Dalam The Convention on International Trade in Endangered Species (CITES), arwana tergolong Appendix I. Golongan ini termasuk daftar tumbuhan dan satwa liar yang sudah langka. Pemanfaatannya harus diawasi secara ketat, yaitu: untuk konservasi, pendidikan, dan ilmu pengetahuan. Bukan semata-mata untuk keperluan komersial kecuali hasil penangkaran.

Indonesia telah meratifikasi CITES melalui Keputusan Presiden RI nomor 43 tahun 1978, yang selanjutnya membawa konsekuensi perdagangan tumbuhan dan satwa liar yang dilaksanakan pemerintah Indonesia harus mengikuti ketentuan-ketentuan CITES. Sebagai pelaksana Otoritas Pengelola CITES di Indonesia adalah Departemen Kehutanan sesuai Peraturan Pemerintah nomor 8 tahun 1999.

Penyebaran arwana super red, endemik hanya ada di Kalimantan Barat, terdapat di Kapuas Hulu (Sungai Tawang, Sungai Puyam, Sungai Seriang), dan danau-danau di Kalimantan Barat (Danau Aji, Danau Saih, Danau Maid, Danau Siluk).

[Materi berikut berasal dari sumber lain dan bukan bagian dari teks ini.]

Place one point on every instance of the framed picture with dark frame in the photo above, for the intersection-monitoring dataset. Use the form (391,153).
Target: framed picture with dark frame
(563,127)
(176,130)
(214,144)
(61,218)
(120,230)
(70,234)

Pemanfaatan arwana umumnya untuk pets sebagai sarana hobi, warna sisik yang cerah, gerakan yang lamban tetapi anggun, dan liukan tubuh yang indah bisa menjadi obat stres bagi yang memandangnya. Harga jenis super red di pasaran dalam negeri ukuran 10 sentimeter sekitar Rp4-5 juta. Itupun tergantung kualitas, sedangkan harga pasaran luar negeri umumnya lebih besar sekitar dua kali lipat.

Maraknya usaha penangkaran membuat arwana menjadi komoditi komersial. Pasarannya dari lokal hingga internasional. Hingga kini, jumlah penangkar ikan arwana mencapai 72 unit, yang tersebar di empat kabupaten: Ketapang, Pontianak, Sintang, dan Kapuas Hulu.

Di Kapuas Hulu, banyak masyarakat yang menangkar arwana skala rumah tangga. Secara perizinan, usaha ini tergolong ilegal. Mereka memiliki keengganan mengurus izin karena usahanya skala kecil dengan jumlah induk yang tak banyak. Belum lagi waktu mengurus izin cukup lama dengan birokrasi yang berbelit-belit.

Dari sisi pemodalan, usaha penangkaran arwana perlu dana yang besar. Untuk bibit indukan penangkaran yang matang secara kelamin dengan umur empat tahun, harganya berkisar Rp25 juta-Rp30 juta per ekor. Pembuatan kolam mencapai Rp50 juta per kolam siap pakai.

Tanah gambut tidak bisa langsung digunakan karena sifatnya yang asam. Biaya operasional, antara lain, pemeliharaan, pakan, dan obat-obatan, listrik untuk mesin pompa air, dan penerangan. Pun begitu dengan gaji karyawannya.

Ikan arwana mempunyai harga yang relatif tinggi. Anakan yang berumur satu minggu saja bisa mencapai Rp3 juta. Pasar ekspornya menembus Hongkong, Jepang, Taiwan, dan Cina. “Pembeli lokal juga banyak. Biasanya mereka langsung datang ke penangkaran. Harganya bervariasi,” kata Tanud, seorang penangkar di Suhaid.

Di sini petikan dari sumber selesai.